LAB¶
A generic interface for linear algebra backends: code it once, run it on any backend
Basic Usage¶
The basic use case for the package is to write code that automatically determines the backend to use depending on the types of its arguments.
Example:
import lab as B
import lab.autograd # Load the AutoGrad extension.
import lab.torch # Load the PyTorch extension.
import lab.tensorflow # Load the TensorFlow extension.
import lab.jax # Load the Jax extension.
def objective(matrix):
outer_product = B.matmul(matrix, matrix, tr_b=True)
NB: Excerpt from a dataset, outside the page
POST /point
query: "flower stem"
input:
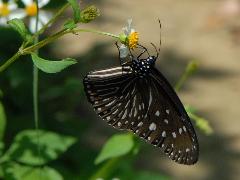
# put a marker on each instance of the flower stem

return B.mean(outer_product)
The AutoGrad, PyTorch, TensorFlow, and Jax extensions are not loaded
automatically to not enforce a dependency on all three frameworks. An
extension can alternatively be loaded via import lab.autograd as B
.
Run it with NumPy and AutoGrad:
>>> import autograd.numpy as np
>>> objective(B.randn(np.float64, 2, 2))
0.15772589216756833
>>> grad(objective)(B.randn(np.float64, 2, 2))
array([[ 0.23519042, -1.06282928],
[ 0.23519042, -1.06282928]])
Run it with TensorFlow:
>>> import tensorflow as tf
>>> objective(B.randn(tf.float64, 2, 2))
<tf.Tensor 'Mean:0' shape=() dtype=float64>
Run it with PyTorch:
>>> import torch
>>> objective(B.randn(torch.float64, 2, 2))
tensor(1.9557, dtype=torch.float64)
Run it with Jax:
>>> import jax
>>> import jax.numpy as jnp
>>> jax.jit(objective)(B.randn(jnp.float32, 2, 2))
DeviceArray(0.3109299, dtype=float32)
>>> jax.jit(jax.grad(objective))(B.randn(jnp.float32, 2, 2))
DeviceArray([[ 0.2525182, -1.26065 ],
[ 0.2525182, -1.26065 ]], dtype=float32)
List of Types¶
This section lists all available types, which can be used to check types of objects or extend functions.
Example:
>>> import lab as B
>>> from plum import List, Tuple
>>> import numpy as np
>>> isinstance([1., np.array([1., 2.])], List(B.NPNumeric))
True
>>> isinstance([1., np.array([1., 2.])], List(B.TFNumeric))
False
>>> import tensorflow as tf
>>> import lab.tensorflow
>>> isinstance((tf.constant(1.), tf.ones(5)), Tuple(B.TFNumeric))
True
General¶
Int # Integers
Float # Floating-point numbers
Bool # Booleans
Number # Numbers
Numeric # Numerical objects, including booleans
DType # Data type
Framework # Anything accepted by supported frameworks
NumPy¶
NPNumeric
NPDType
NP # Anything NumPy
AutoGrad¶
AGNumeric
AGDType
AG # Anything AutoGrad
TensorFlow¶
TFNumeric
TFDType
TF # Anything TensorFlow
PyTorch¶
TorchNumeric
TorchDType
Torch # Anything PyTorch
Jax¶
JaxNumeric
JaxDType
Jax # Anything Jax
List of Methods¶
This section lists all available constants and methods.
Arguments must be given as arguments and keyword arguments must be given as keyword arguments. For example,
sum(tensor, axis=1)
is valid, butsum(tensor, 1)
is not.The names of arguments are indicative of their function:
a
,b
, andc
indicate general tensors.dtype
indicates a data type. E.g,np.float32
ortf.float64
; andrand(np.float32)
creates a NumPy random number, whereasrand(tf.float64)
creates a TensorFlow random number. Data types are always given as the first argument.shape
indicates a shape. The dimensions of a shape are always given as separate arguments to the function. E.g.,reshape(tensor, 2, 2)
is valid, butreshape(tensor, (2, 2))
is not.axis
indicates an axis over which the function may perform its action. An axis is always given as a keyword argument.ref
indicates a reference tensor from which properties, like its shape and data type, will be used. E.g.,zeros(tensor)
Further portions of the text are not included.